Re: Re: AW: Re: OID wraparound: summary and proposal - Mailing list pgsql-hackers

From Alex Pilosov
Subject Re: Re: AW: Re: OID wraparound: summary and proposal
Date
Msg-id Pine.BSO.4.10.10108060848020.20797-100000@spider.pilosoft.com
Whole thread Raw
In response to Re: AW: Re: OID wraparound: summary and proposal  (mlw <markw@mohawksoft.com>)

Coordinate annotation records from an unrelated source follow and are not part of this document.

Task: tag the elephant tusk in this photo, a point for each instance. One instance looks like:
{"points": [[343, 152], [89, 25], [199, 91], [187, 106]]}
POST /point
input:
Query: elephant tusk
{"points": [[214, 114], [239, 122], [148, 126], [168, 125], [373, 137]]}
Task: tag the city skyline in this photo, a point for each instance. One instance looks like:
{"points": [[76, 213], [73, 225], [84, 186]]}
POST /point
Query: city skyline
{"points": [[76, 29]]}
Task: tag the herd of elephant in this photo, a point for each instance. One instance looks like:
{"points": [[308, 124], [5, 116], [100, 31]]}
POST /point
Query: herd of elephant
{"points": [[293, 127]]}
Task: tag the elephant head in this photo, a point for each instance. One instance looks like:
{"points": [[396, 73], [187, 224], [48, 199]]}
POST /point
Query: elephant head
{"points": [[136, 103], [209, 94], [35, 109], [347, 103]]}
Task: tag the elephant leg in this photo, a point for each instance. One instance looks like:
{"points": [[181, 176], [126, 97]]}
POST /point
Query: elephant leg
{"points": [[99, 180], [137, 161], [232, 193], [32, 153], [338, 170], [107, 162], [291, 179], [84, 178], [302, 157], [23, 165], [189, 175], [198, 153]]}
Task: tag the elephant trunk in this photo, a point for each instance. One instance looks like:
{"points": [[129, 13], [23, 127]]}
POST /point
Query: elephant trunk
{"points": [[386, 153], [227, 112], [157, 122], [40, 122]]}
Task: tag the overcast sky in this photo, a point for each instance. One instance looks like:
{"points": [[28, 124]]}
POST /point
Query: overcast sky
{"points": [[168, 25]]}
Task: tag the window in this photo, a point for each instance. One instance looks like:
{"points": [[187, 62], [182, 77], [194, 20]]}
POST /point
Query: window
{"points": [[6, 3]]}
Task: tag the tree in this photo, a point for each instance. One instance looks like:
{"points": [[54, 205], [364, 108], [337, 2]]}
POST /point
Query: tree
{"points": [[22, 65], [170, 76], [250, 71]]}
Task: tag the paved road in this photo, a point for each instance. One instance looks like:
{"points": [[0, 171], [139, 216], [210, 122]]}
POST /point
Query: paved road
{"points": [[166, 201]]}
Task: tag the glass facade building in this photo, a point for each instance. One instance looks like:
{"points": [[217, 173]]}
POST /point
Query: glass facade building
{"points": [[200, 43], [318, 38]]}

Responses RE: Re: AW: Re: OID wraparound: summary and proposal
Re: OID wraparound: summary and proposal
List pgsql-hackers
On Mon, 6 Aug 2001, mlw wrote:

> Zeugswetter Andreas SB SD wrote:
> > 
> > > It seems to me, I guess and others too, that the OID mechanism should
> > be on a
> > > per table basis. That way OIDs are much more likely to be unique, and
> > TRUNCATE
> > > on a table should reset it's OID counter to zero.
> > 
> > Seems to me, that this would be no different than a performance improved
> > version
> > of SERIAL.
> > If you really need OID, you imho want the systemid tableid tupleid
> > combo.
> > A lot of people seem to use OID, when they really could use XTID. That
> > is
> > what I wanted to say.
> > 
> 
> I don't care about having an OID or ROWID, I care that there is a 2^32 limit to
> the current OID strategy and that a quick fix of allowing tables to exist
> without OIDs may break some existing software. I was suggesting the OIDs be
> managed on a "per table" basis as a better solution.
Again, what existing software demands per-table OID field? Isn't it what
primary keys are for?

> In reality, a 32 bit OID, even isolated per table, may be too small.

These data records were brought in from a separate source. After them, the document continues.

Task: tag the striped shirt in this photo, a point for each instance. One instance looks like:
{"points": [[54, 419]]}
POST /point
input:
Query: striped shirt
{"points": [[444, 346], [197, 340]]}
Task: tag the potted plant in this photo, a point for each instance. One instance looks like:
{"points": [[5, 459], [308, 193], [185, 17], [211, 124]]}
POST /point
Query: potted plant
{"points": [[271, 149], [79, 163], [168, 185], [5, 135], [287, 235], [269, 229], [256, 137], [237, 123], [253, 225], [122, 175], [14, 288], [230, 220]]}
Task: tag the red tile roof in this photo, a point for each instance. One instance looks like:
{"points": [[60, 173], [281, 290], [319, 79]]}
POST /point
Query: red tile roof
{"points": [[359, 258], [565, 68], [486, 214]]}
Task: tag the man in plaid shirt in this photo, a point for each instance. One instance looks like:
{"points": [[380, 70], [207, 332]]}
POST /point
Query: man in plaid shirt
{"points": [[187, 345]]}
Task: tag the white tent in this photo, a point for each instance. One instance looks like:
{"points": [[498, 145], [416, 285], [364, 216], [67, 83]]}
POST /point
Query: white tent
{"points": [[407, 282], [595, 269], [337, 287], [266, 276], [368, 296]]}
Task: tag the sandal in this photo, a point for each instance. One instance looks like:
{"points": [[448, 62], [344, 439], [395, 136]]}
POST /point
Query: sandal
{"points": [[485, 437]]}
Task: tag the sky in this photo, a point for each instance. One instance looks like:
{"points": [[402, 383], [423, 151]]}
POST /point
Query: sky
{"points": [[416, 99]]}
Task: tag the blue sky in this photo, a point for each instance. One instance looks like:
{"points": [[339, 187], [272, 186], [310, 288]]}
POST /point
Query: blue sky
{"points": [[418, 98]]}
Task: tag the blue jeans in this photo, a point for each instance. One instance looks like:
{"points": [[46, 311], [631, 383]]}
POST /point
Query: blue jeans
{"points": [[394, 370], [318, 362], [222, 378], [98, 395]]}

> Databases are getting HUGE. 40G disk drives are less than $100 bucks,
> in a few months 80G drives will be less than $200, one can put
> together 200G RAID systems for about $1000, a terabyte for about
> $5000. A database that would have needed an enterprise level system,
> just 7 years ago, can be run on a $500 desktop today.
If its too small for you, make a serial8 datatype (or something like
this), and use it for your tables. For me, I have tables which have very
few fields, and I don't want to waste 4 bytes/row (much less 8) for OID.